I am confident that we -- with our talented industry teams -- can provide the warfighter highly effective missile defense systems and provide them very soon. My confidence is grounded in recent test results. On March 15, 1999 we successfully demonstrated the PAC-3 missile’s ability to intercept its target. We will fly our next PAC-3 test in just a few weeks. When we achieve the second intercept of a target, we will be poised to begin Low Rate Initial Production for PAC-3 and field the system within the next two years.

Similarly, we conducted our THAAD flight test on March 29. While we did not intercept the target, we came very close to an intercept -- just a few meters away. We have analyzed the available data and are very encouraged that the THAAD interceptor was working properly and got into the critical "end-game."

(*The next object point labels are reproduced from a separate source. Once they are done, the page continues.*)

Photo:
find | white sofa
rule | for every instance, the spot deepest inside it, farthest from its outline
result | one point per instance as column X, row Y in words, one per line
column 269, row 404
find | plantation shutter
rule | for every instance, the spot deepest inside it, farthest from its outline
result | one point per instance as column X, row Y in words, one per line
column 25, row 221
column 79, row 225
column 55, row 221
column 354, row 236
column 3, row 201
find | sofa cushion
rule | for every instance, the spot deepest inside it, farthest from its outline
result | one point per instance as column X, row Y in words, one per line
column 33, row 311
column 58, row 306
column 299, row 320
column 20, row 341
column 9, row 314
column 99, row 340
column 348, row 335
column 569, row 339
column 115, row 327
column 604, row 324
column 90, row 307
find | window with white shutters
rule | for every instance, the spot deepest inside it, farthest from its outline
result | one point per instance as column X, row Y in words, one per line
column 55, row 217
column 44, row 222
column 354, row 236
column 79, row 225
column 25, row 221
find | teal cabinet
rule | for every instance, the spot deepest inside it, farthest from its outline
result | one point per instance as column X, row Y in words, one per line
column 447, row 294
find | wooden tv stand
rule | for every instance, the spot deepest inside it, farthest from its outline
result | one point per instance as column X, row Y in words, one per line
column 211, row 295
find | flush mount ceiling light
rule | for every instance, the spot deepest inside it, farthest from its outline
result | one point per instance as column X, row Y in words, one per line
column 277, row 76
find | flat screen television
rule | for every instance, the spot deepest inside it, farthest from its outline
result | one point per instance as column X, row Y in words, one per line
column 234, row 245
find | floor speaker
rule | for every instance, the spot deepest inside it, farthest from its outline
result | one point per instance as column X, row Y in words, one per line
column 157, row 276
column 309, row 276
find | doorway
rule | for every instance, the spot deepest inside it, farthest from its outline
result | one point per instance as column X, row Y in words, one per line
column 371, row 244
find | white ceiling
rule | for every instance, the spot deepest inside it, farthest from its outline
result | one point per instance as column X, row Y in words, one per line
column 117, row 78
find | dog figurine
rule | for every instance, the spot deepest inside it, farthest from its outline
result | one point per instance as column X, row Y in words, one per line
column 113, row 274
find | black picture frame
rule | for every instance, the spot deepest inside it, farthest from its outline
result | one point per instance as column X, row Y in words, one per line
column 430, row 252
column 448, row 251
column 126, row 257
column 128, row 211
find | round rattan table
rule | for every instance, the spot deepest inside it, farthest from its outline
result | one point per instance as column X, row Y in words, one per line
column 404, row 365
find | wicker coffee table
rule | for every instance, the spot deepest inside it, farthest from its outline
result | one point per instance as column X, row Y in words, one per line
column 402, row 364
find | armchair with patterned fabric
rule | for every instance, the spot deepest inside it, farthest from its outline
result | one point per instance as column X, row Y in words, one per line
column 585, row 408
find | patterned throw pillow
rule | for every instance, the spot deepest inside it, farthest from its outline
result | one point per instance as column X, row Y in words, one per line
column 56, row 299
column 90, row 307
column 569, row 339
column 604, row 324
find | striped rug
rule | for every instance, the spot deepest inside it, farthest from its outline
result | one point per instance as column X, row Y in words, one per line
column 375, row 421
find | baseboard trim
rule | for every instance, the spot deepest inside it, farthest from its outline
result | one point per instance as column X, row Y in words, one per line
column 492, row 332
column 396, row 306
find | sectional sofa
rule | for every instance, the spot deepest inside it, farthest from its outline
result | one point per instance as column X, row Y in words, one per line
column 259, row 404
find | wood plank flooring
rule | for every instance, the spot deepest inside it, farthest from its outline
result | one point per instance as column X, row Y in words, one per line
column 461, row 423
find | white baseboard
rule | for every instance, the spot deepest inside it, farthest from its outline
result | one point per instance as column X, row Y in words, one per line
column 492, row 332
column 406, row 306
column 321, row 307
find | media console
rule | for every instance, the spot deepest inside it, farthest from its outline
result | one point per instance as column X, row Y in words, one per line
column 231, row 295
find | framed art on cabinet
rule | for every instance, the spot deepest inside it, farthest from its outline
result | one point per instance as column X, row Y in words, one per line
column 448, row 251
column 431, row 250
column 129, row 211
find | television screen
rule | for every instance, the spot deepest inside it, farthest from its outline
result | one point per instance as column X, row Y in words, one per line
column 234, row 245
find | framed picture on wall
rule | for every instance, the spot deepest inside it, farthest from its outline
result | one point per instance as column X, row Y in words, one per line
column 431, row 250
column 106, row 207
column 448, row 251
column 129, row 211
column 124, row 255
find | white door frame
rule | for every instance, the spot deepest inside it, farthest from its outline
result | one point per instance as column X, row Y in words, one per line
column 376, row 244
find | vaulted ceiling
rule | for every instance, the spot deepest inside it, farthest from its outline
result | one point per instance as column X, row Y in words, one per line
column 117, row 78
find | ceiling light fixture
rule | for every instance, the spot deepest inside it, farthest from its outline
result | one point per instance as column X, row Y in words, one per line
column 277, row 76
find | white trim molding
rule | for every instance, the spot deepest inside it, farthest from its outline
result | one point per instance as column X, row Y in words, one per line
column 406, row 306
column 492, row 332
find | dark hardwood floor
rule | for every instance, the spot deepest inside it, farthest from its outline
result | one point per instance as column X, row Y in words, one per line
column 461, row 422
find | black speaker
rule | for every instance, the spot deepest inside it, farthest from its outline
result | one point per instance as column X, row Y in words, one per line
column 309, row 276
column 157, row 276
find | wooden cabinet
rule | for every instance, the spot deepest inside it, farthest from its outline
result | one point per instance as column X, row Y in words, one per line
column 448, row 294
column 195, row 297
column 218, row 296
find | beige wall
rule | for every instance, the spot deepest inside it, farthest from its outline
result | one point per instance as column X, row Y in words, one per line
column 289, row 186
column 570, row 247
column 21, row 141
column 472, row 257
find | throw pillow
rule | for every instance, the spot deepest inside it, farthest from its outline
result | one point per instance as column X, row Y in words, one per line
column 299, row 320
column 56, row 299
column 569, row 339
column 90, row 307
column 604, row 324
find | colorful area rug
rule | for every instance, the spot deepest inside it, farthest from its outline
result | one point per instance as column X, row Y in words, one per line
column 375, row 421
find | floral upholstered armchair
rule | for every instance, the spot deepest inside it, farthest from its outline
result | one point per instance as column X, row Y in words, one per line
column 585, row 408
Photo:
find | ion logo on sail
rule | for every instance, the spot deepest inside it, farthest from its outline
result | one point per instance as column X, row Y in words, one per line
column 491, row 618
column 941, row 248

We have determined that the most likely cause was a problem with one of the ten small divert, attitude control system motors on the interceptor. The THAAD interceptor uses four of the ten motors to control large horizontal movements, while the other six thrusters control attitude -- what is known as pitch, yaw and roll. The malfunctioning thruster was one of the six controlling the attitude of the kill vehicle.

Our review indicates that -- with the exception of the broken motor -- the interceptor was working properly and responding to all radar uplinks. It was maneuvering to the intercept point using either radar or seeker data, coming within 12 meters of the target. All other elements of the THAAD system performed as expected. So I am very encouraged that we have turned the corner on our past test experiences and are ready to start hitting the target. Hopefully, we will fly the THAAD interceptor again in a few weeks.

Now that we are beginning to see success on the test range, my focus is ensuring that we will be able to procure the quantities needed to counter the growing missile threat. Therefore, our systems must be affordable as well as effective.

I have already discussed what we are doing to make our systems affordable. One key way to ensure effectiveness is the ensure that our systems are "interoperable." Interoperability will drive us to develop and deploy a highly effective Family of Systems architecture designed to maximize the contributions of a mix of ground-, sea-, and air-based missile defenses. In so doing, we will deploy an architecture that allows us to defend critical assets efficiently by fielding and using missile defenses in an integrated manner.

This is a key point, since repeated studies and architecture analyses point to the overwhelming conclusion that a multi-tier, multi-platform architecture is required to address the full range of theater-class missile threats. Unlike other defense mission areas, we are developing and working to field several Major Defense Acquisition Programs or MDAPs at the same time because there is no comprehensive, effective missile defense in the field today. We are striving to deliver for the warfighter and the nation a capability that can adequately protect our interests overseas and defend our homeland.

Let me close by giving you a perspective from the "warfighter" that is driving our strong push to address both costs and interoperability.

Last fall, one of our warfighting CINCs – General John Tillelli – told Secretary Cohen that he needs missile defense systems as soon as possible to counter the roughly 600 North Korean theater ballistic missiles facing him today. All he has is the improved Patriot missile defense system. While it is better than the system we used in the Gulf War, we can and will field a better system -- indeed the Family of Systems -- in the next few years. The Family of Systems architecture will provide our warfighters a highly effective defense against the increasingly sophisticated missile threat.

Our bottom line must always be to procure more inventory and defensive protection for the warfighter within the budget allocated. Ensuring our systems are affordable and interoperable will help us do just that.

Mr. Chairman, that concludes my statement. I look forward to addressing your questions.